About 65,000 undocumented students graduate from U.S. high schools each year, according to a study by the University of California, Los Angeles (UCLA).

The Congressional Budget Office estimates that passage of the Dream Act would reduce the deficit by $1.4 billion over the next decade.

In a report last year, Raul Hinojosa-Ojeda, a professor at UCLA, wrote that the higher earning power of newly legalized workers, including the Dreamers, would translate to a tax revenue increase of $4.5 billion to $5.4 billion in the first three years.

Supporters call the national Dream Act “an investment, not an expense.”

In the decade since the Dream Act was first introduced in Congress, a patchwork of state laws has emerged. Some states allow undocumented college students to pay in-state tuition rates. On the other end of the spectrum, Alabama recently passed an immigration law that bans undocumented students from attending any state college.

California Governor Jerry Brown signed legislation Monday that provides undocumented college students with access to private college funds. But it can't complete the dream by offering a chance for citizenship.
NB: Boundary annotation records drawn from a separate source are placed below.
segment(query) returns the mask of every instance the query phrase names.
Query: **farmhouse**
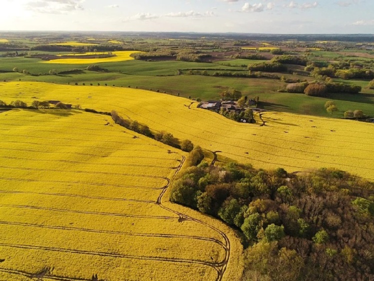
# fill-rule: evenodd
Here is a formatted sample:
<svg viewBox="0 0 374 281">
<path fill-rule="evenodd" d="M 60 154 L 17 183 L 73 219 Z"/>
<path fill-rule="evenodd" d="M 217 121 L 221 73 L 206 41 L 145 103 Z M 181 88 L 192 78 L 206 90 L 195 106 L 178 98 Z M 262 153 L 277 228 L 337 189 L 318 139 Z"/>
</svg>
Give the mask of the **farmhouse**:
<svg viewBox="0 0 374 281">
<path fill-rule="evenodd" d="M 202 101 L 197 106 L 198 108 L 209 109 L 214 111 L 219 111 L 221 109 L 221 102 L 220 100 L 209 100 Z"/>
</svg>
“If they don't have a future, why would they even finish high school? We want to let them know there is a way to pursue their dream,” said Joshua Hoyt, executive director of the  Illinois Coalition for Immigrant and Refugee Rights (ICIRR), which pushed for passage of the state's Dream Act.
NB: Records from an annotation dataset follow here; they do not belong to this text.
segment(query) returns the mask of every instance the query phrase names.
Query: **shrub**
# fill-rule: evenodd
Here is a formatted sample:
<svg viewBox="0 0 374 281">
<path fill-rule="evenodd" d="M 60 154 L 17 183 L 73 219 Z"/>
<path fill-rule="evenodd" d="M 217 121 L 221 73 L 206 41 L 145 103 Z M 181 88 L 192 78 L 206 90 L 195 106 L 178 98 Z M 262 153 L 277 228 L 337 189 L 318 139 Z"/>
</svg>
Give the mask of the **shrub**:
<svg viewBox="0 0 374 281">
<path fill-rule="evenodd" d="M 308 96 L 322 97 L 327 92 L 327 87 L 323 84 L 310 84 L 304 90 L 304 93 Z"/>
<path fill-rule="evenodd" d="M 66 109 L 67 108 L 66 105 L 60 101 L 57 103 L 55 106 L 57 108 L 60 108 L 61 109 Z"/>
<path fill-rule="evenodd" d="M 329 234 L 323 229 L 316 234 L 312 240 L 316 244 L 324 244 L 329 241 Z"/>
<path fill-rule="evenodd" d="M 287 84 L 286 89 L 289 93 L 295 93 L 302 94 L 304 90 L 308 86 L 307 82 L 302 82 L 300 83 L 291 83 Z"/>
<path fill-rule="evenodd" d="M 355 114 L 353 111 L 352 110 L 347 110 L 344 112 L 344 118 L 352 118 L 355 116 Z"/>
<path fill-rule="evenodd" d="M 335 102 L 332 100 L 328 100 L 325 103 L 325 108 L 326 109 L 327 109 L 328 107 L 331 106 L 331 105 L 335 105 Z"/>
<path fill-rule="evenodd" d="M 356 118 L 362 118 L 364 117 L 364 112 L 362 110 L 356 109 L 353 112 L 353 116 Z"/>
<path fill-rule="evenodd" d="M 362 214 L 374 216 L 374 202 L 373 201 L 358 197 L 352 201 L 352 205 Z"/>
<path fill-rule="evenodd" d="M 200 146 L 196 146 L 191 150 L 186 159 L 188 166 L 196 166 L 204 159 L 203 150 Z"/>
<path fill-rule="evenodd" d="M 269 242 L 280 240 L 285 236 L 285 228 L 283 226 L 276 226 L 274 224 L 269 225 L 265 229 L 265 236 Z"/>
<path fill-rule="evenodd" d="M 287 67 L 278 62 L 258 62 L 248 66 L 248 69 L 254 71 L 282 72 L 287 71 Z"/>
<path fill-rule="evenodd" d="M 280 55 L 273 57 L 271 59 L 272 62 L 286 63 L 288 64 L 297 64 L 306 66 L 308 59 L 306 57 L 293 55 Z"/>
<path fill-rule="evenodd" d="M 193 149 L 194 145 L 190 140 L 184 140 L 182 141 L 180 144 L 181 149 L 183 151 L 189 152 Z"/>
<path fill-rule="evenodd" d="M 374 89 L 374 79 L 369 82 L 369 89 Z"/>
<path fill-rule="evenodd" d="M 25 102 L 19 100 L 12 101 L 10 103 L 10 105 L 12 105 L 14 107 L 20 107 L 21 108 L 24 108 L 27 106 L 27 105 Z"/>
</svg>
When Illinois Governor Pat Quinn signs his state's version of the Dream Act on August 1, it will be a major step forward in helping low-income, immigrant students realize their goal of going to college.
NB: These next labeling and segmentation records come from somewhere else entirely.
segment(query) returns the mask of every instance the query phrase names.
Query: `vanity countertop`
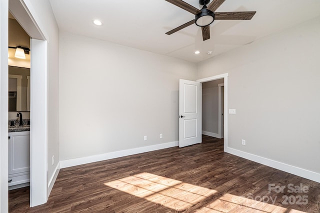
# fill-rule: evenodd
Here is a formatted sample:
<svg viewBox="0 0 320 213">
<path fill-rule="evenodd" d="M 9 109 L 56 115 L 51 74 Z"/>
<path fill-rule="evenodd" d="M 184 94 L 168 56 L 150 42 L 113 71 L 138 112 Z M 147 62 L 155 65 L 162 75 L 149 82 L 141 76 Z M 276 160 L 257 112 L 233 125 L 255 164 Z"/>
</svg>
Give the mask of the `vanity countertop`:
<svg viewBox="0 0 320 213">
<path fill-rule="evenodd" d="M 13 126 L 9 126 L 8 127 L 8 130 L 9 132 L 26 132 L 30 131 L 30 125 L 22 125 L 18 126 L 16 125 Z"/>
</svg>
Until Congress passes a national dream act, many Dreamers like 22-year-old Cindy, whose parents brought her to the United States when she was 3, face an uncertain future.Cindy didn't know she was undocumented until she was in sixth grade. She wanted to attend a summer school computer class, but without a social security number, she couldn't apply. At that time, she didn't fully understand the implications, but by high school, her situation became clearer.

“I was thinking I was just like everyone else,” said Cindy, who doesn't want her last name used because of her family's resident status and so she can speak more freely.

Cindy's father works in the fast-food industry; her mother is a hotel housekeeper. They labor long hours but have never doubted they made the right decision by emigrating from Mexico to the U.S. They provided their family with a better life – and gave Cindy her passion to succeed.